Dual-luciferase assays were performed using the Dual-Luciferase Reporter Assay (Promega) as previously described (Ghalei et al., 2017). Specifically, 2 ml cells at mid-log phase was pelleted, washed, and flash frozen. Cells were resuspended in 1 ml passive lysis buffer and incubated at room temperature for 5 min. 10 µl lysate and 20 µl Luciferase Assay Reagent II were added to each well in black Fluotrac600 96W Microplates (Greiner Bio-One) to assay firefly Luciferase activity, followed by addition of 20 µl Stop&Glo Reagent to measure Renilla luciferase in a Centro LB 960 Microplate Luminometer. For each sample, Firefly activity was first normalized to Renilla activity before normalizing the firefly/Renilla ratio for each mutant to that for WT. Data were derived from at least eight biological replicates, with three technical replicates each.

Northern blots were performed on total RNA from NOY 504 strains supplied with plasmids encoding WT 18S or RNA mutants. Cells were grown overnight in minimal glucose media at 30°C, diluted, and regrown to mid-log phase before inoculating to YPD. The cells were then grown at 37°C for at least 16 h to deplete genomically encoded rRNA. 18S-TAG was probed to make sure the RNA encoding plasmid persists in cells. 20S rRNA were normalized to 18S and 25S for comparison.

Western blots were imaged using the ChemiDoc MP Imaging System from Bio-Rad after applying luminescence substrates. Northern blots were visualized by Typhoon FLA 7000 (GE Healthcare). Image Lab (Bio-Rad) and Quantity One (Bio-Rad) were used to analyze Western blots and Northern blots, respectively.

Standard statistical tests were used as indicated in the respective figure legends and performed using Prism version 8.3 (GraphPad Software).

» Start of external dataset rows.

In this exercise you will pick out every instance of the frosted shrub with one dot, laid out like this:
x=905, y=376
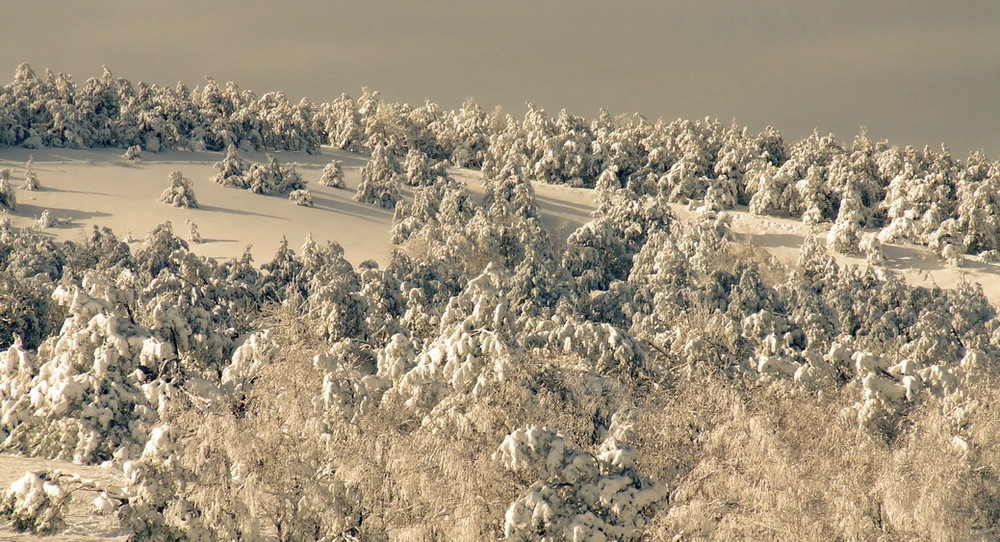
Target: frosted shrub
x=133, y=153
x=46, y=220
x=33, y=503
x=302, y=197
x=381, y=178
x=232, y=170
x=8, y=200
x=179, y=192
x=333, y=175
x=30, y=177
x=577, y=495
x=194, y=236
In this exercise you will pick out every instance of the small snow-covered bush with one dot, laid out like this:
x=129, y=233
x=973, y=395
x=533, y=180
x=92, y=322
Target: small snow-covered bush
x=34, y=504
x=333, y=175
x=232, y=170
x=8, y=200
x=179, y=192
x=133, y=153
x=194, y=236
x=302, y=197
x=46, y=220
x=30, y=177
x=577, y=495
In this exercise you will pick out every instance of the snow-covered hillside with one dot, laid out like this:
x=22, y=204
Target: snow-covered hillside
x=614, y=330
x=84, y=188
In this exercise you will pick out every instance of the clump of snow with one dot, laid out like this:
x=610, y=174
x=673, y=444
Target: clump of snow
x=179, y=192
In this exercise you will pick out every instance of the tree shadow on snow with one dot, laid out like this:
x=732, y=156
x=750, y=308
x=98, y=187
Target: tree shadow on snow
x=74, y=215
x=353, y=208
x=240, y=212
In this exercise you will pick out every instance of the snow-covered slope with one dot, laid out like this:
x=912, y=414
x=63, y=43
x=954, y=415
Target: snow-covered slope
x=97, y=187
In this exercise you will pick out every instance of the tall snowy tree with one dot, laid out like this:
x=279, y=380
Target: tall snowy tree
x=179, y=192
x=381, y=179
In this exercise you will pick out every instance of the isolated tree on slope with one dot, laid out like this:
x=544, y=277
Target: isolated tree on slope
x=333, y=175
x=30, y=177
x=8, y=200
x=380, y=180
x=179, y=193
x=845, y=234
x=232, y=170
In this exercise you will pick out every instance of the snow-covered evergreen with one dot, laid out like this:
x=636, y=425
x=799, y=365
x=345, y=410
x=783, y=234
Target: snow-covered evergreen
x=179, y=192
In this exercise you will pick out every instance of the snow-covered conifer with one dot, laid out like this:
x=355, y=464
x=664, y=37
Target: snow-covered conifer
x=30, y=177
x=845, y=234
x=193, y=235
x=179, y=192
x=8, y=199
x=133, y=153
x=381, y=178
x=46, y=220
x=333, y=175
x=302, y=197
x=232, y=170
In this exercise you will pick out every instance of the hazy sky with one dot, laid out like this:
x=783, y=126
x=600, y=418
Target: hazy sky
x=916, y=72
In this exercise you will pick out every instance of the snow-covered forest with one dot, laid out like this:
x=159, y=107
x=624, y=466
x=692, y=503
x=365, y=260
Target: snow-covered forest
x=644, y=378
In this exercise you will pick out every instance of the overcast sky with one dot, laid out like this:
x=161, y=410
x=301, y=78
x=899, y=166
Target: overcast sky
x=915, y=72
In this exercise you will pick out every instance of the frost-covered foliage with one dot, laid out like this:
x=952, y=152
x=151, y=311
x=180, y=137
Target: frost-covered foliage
x=578, y=495
x=8, y=199
x=232, y=170
x=133, y=153
x=381, y=180
x=333, y=175
x=485, y=385
x=909, y=193
x=30, y=177
x=179, y=192
x=33, y=503
x=302, y=197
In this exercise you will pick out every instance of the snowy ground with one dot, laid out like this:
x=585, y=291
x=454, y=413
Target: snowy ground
x=96, y=187
x=85, y=187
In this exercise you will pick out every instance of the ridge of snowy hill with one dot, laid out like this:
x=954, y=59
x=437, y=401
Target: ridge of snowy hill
x=98, y=187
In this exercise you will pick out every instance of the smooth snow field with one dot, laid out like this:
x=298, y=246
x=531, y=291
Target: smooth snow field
x=81, y=188
x=85, y=188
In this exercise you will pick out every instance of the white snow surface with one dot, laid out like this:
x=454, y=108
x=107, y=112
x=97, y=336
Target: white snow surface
x=81, y=188
x=98, y=187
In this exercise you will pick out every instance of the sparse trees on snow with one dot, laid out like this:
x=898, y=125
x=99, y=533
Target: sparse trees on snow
x=179, y=192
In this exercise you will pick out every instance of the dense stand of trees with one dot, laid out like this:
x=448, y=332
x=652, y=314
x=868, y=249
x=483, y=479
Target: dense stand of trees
x=646, y=379
x=924, y=196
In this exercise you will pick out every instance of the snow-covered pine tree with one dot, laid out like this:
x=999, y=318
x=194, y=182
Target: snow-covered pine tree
x=179, y=192
x=133, y=153
x=8, y=199
x=333, y=175
x=381, y=178
x=845, y=234
x=30, y=177
x=301, y=197
x=232, y=170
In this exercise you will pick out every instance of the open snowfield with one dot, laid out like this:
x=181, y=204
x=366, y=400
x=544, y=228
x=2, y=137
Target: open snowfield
x=82, y=188
x=97, y=187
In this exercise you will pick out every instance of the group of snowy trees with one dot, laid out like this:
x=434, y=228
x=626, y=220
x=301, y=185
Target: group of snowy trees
x=481, y=374
x=905, y=194
x=651, y=378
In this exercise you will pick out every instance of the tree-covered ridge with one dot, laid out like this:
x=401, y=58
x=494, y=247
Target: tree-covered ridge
x=923, y=196
x=605, y=389
x=645, y=379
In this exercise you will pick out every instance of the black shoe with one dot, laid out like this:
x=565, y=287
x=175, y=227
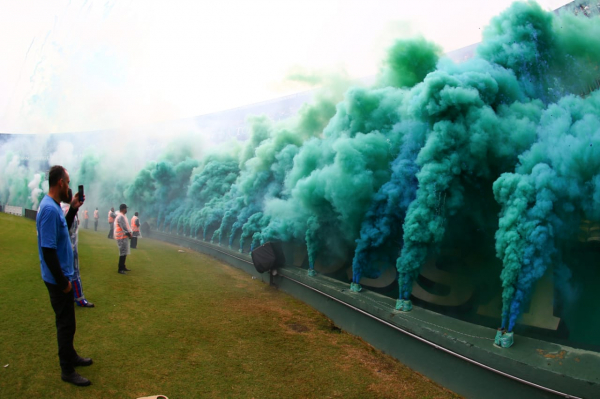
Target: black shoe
x=83, y=362
x=76, y=379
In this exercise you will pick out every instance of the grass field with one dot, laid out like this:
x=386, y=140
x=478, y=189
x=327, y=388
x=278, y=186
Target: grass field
x=183, y=325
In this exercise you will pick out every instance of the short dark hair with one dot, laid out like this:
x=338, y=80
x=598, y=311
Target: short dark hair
x=55, y=173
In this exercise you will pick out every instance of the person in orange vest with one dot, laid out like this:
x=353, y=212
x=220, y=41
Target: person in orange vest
x=122, y=234
x=111, y=222
x=135, y=228
x=96, y=217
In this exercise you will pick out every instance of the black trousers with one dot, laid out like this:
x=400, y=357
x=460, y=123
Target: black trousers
x=122, y=262
x=64, y=310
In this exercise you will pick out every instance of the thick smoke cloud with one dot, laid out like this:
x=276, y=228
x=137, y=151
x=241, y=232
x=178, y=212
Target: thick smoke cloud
x=379, y=171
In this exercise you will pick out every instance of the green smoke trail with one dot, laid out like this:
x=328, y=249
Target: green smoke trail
x=472, y=116
x=555, y=184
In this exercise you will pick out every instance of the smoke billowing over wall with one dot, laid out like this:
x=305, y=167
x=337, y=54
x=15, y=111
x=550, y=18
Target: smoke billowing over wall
x=378, y=173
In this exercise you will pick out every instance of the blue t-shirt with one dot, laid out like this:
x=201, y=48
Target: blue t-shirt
x=53, y=233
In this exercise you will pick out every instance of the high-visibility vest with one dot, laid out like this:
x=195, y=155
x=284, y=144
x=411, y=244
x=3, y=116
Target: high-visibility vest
x=134, y=226
x=120, y=234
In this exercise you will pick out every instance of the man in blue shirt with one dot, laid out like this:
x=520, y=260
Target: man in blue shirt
x=56, y=262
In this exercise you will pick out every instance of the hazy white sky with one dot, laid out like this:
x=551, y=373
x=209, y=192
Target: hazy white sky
x=77, y=65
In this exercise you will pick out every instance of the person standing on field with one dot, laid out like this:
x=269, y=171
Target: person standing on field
x=76, y=279
x=111, y=222
x=135, y=228
x=122, y=235
x=96, y=217
x=86, y=218
x=56, y=264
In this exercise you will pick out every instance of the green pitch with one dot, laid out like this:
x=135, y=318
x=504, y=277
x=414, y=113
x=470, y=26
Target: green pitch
x=179, y=324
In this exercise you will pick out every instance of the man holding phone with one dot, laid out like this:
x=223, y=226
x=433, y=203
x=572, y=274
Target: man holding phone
x=56, y=263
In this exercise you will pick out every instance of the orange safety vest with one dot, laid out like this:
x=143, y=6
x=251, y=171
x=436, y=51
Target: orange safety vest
x=120, y=234
x=134, y=227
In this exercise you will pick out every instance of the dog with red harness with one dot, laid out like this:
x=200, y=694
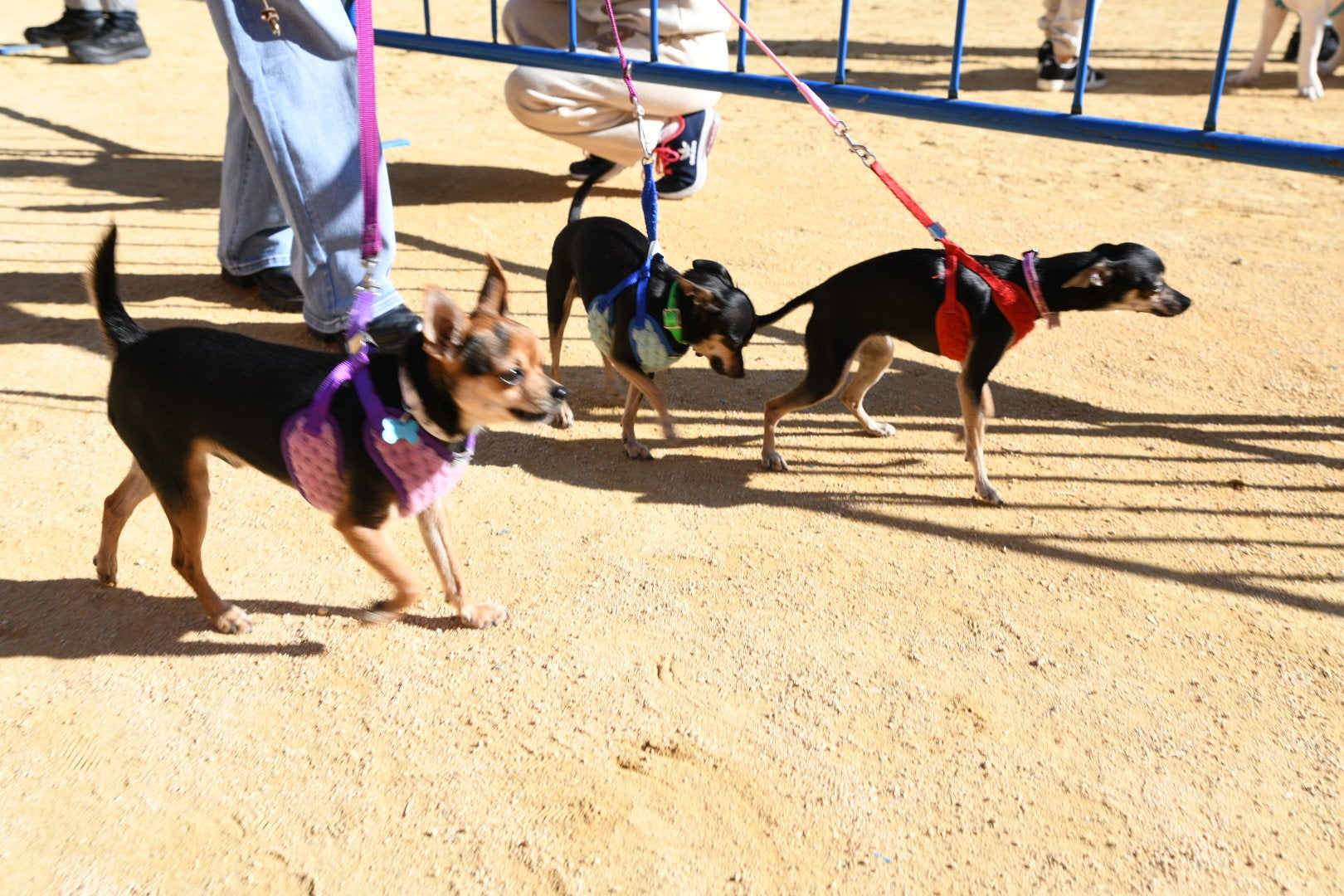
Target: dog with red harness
x=967, y=308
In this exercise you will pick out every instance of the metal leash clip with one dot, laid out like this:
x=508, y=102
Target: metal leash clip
x=856, y=148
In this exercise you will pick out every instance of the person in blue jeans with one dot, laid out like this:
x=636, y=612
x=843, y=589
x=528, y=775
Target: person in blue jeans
x=290, y=210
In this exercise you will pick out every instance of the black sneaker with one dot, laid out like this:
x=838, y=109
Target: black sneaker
x=390, y=331
x=1051, y=75
x=74, y=24
x=590, y=165
x=1329, y=43
x=275, y=288
x=110, y=45
x=684, y=156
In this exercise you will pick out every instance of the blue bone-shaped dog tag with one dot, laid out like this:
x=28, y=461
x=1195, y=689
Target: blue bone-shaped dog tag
x=402, y=430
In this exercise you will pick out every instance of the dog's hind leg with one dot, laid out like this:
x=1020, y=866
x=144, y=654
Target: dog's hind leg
x=874, y=356
x=116, y=509
x=641, y=387
x=438, y=542
x=186, y=500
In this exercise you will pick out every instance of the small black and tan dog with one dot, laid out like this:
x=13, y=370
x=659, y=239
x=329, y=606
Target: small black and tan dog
x=860, y=312
x=592, y=257
x=179, y=395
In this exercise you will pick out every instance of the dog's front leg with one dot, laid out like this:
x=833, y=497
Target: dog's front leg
x=378, y=551
x=641, y=386
x=438, y=542
x=565, y=416
x=1270, y=23
x=973, y=421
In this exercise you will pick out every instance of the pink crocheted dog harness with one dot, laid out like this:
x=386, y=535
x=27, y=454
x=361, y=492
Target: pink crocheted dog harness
x=420, y=466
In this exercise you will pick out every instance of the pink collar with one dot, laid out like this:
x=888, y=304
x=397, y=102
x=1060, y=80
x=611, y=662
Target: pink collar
x=1029, y=271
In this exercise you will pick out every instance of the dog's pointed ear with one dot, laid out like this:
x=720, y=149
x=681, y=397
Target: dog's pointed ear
x=494, y=292
x=446, y=323
x=713, y=268
x=699, y=296
x=1096, y=275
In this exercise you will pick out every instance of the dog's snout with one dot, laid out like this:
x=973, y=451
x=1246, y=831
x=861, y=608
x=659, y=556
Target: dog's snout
x=1175, y=303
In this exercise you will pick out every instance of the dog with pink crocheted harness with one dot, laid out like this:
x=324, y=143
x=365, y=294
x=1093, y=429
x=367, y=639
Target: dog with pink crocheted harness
x=396, y=431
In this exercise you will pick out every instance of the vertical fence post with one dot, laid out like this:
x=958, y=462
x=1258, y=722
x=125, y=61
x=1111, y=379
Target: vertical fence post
x=1083, y=54
x=1225, y=49
x=743, y=39
x=843, y=46
x=958, y=43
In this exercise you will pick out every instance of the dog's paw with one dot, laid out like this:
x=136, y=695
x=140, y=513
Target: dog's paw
x=231, y=621
x=636, y=451
x=988, y=496
x=106, y=572
x=382, y=613
x=483, y=616
x=563, y=416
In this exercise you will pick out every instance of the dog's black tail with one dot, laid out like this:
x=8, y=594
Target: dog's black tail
x=765, y=320
x=585, y=188
x=113, y=320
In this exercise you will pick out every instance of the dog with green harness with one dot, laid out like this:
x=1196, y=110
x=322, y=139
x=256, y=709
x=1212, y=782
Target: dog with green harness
x=643, y=314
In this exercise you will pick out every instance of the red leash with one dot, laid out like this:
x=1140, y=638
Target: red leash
x=1007, y=296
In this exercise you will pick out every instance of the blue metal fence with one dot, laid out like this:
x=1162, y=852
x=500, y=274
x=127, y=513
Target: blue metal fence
x=1205, y=143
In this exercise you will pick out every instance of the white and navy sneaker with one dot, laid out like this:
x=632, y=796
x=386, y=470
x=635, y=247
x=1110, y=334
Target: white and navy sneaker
x=684, y=155
x=1054, y=77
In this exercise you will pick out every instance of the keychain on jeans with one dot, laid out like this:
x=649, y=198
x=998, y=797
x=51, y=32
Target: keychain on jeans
x=270, y=17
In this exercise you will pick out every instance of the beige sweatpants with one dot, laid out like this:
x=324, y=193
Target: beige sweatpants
x=594, y=113
x=1064, y=26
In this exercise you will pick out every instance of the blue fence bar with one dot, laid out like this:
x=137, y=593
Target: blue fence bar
x=1083, y=54
x=1317, y=158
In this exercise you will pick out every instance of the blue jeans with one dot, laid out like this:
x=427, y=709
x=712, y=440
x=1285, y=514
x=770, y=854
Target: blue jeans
x=290, y=191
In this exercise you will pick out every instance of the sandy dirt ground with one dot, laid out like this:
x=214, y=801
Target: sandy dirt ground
x=717, y=679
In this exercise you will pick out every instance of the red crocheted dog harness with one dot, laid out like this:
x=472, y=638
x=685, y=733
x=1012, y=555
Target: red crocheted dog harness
x=1022, y=309
x=418, y=464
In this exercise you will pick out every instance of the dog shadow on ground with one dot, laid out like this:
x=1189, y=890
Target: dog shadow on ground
x=74, y=618
x=919, y=397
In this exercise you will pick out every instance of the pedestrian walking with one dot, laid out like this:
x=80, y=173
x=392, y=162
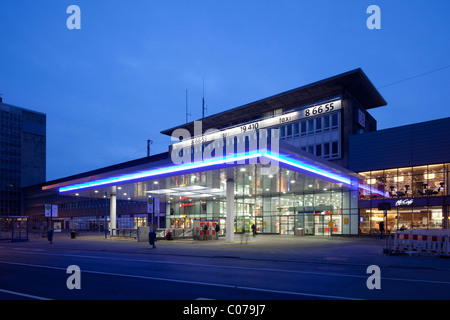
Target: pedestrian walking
x=217, y=231
x=50, y=234
x=381, y=224
x=152, y=238
x=205, y=231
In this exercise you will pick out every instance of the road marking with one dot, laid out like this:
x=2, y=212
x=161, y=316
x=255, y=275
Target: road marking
x=336, y=274
x=23, y=295
x=208, y=284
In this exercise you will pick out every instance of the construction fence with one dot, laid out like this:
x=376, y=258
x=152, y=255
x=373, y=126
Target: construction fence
x=423, y=241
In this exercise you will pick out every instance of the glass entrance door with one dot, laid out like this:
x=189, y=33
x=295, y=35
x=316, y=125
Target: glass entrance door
x=309, y=224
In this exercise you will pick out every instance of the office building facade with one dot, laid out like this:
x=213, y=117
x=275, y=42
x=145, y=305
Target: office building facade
x=22, y=154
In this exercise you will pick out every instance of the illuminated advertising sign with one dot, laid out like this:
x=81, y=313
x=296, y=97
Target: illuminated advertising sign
x=263, y=124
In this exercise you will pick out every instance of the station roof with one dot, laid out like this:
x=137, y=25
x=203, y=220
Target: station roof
x=356, y=82
x=149, y=170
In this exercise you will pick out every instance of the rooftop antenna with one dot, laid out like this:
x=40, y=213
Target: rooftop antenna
x=203, y=100
x=187, y=112
x=149, y=142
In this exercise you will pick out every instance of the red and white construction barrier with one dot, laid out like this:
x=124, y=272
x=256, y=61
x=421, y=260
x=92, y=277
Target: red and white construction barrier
x=434, y=242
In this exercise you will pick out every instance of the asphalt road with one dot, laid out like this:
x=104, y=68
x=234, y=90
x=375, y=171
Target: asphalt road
x=262, y=269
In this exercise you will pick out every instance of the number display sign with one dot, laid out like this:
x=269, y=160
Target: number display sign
x=264, y=124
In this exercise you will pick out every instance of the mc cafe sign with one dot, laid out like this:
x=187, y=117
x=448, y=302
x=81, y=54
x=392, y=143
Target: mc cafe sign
x=403, y=202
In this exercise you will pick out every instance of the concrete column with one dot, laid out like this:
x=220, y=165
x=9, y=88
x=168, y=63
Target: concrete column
x=230, y=211
x=112, y=210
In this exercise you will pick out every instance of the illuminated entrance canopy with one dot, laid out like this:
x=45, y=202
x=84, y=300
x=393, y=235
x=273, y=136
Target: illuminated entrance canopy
x=262, y=155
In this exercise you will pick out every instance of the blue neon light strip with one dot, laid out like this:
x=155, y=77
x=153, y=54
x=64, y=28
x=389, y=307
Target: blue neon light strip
x=309, y=168
x=161, y=171
x=207, y=163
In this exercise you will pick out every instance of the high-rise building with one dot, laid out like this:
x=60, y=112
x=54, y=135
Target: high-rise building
x=22, y=154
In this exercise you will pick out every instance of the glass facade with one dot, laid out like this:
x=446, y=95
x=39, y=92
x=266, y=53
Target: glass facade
x=282, y=203
x=417, y=196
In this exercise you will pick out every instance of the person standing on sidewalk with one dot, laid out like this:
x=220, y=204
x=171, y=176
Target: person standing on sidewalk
x=381, y=224
x=254, y=230
x=152, y=238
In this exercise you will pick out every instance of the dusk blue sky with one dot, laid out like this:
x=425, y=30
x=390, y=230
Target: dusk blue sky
x=122, y=78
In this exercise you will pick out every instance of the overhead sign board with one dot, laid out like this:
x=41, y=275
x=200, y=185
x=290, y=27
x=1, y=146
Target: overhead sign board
x=264, y=124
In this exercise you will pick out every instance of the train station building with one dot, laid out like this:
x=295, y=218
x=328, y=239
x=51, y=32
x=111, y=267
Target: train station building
x=307, y=161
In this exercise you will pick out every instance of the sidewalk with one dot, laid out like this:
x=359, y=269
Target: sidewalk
x=363, y=251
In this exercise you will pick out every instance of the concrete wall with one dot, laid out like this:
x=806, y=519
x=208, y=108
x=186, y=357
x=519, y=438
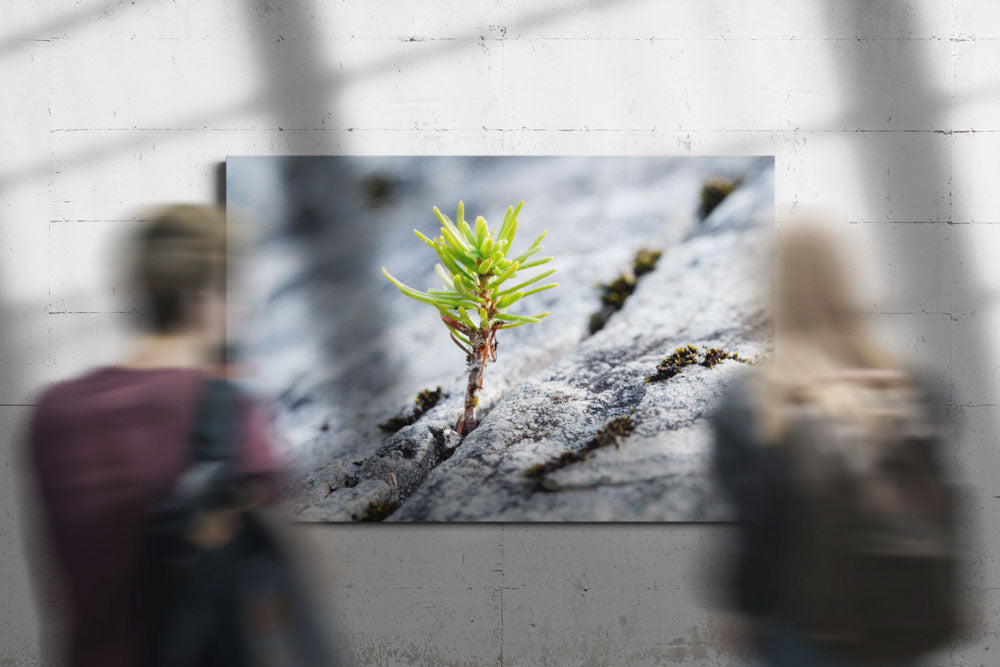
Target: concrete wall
x=888, y=111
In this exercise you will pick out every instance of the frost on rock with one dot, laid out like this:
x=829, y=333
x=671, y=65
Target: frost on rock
x=554, y=385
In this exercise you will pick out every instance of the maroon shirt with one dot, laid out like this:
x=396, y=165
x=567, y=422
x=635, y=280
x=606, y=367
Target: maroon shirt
x=106, y=448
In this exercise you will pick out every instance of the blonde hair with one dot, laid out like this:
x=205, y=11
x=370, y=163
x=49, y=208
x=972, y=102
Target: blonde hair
x=178, y=254
x=821, y=337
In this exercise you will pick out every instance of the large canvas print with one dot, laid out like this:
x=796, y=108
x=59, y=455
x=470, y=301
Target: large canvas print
x=456, y=339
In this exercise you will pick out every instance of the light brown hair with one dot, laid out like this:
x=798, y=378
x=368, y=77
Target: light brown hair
x=178, y=255
x=826, y=353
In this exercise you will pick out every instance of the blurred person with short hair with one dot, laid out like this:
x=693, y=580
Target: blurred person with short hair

Fig. S1 is related to Fig. 1 and shows mutant doubling times, sample gradients, and the location of Northern probes. Fig. S2 is related to Fig. 4 and shows doubling times for S3 and S3_KK, S20, and S20_DE in the WT Ltv1 and Ltv1_S/D backgrounds, and a characterization of the Enp1_R333E mutant. Fig. S3 is related to Fig. 5 and shows a characterization of the Rio2_RQQR mutant. Fig. S4 is related to Fig. 6 and shows nuclear fractionation as well as the location and characterization of j34 rRNA mutants. Fig. S5 is related to Fig. 7 and shows the location and analysis of the Rps15_S136F mutant. Table S1 lists the yeast strains used in this study. Table S2 lists the plasmids used in this study. Table S3 lists the oligos used in this study. Table S4 lists the yeast strains and plasmids used in each figure.

The dual-luciferase plasmids were kindly provided by J. Lorsch (National Institutes of Health, Bethesda, MD; start site recognition) and D. Bedwell (University of Alabama at Birmingham, Birmingham, AL; stop codon readthrough and miscoding). We thank E. Horgen and N. Matese for help with generating plasmids and members of the Karbstein laboratory for discussion and comments on the manuscript.

This work was supported by National Institutes of Health grants R01-GM086451 and R01-GM117093 and Howard Hughes Medical Institute faculty scholar grant 55108536 (to K. Karbstein).

The authors declare no competing financial interests.

Author contributions: H. Huang, H. Ghalei, and K. Karbstein designed and performed the experiments. H. Huang and K. Karbstein wrote the paper.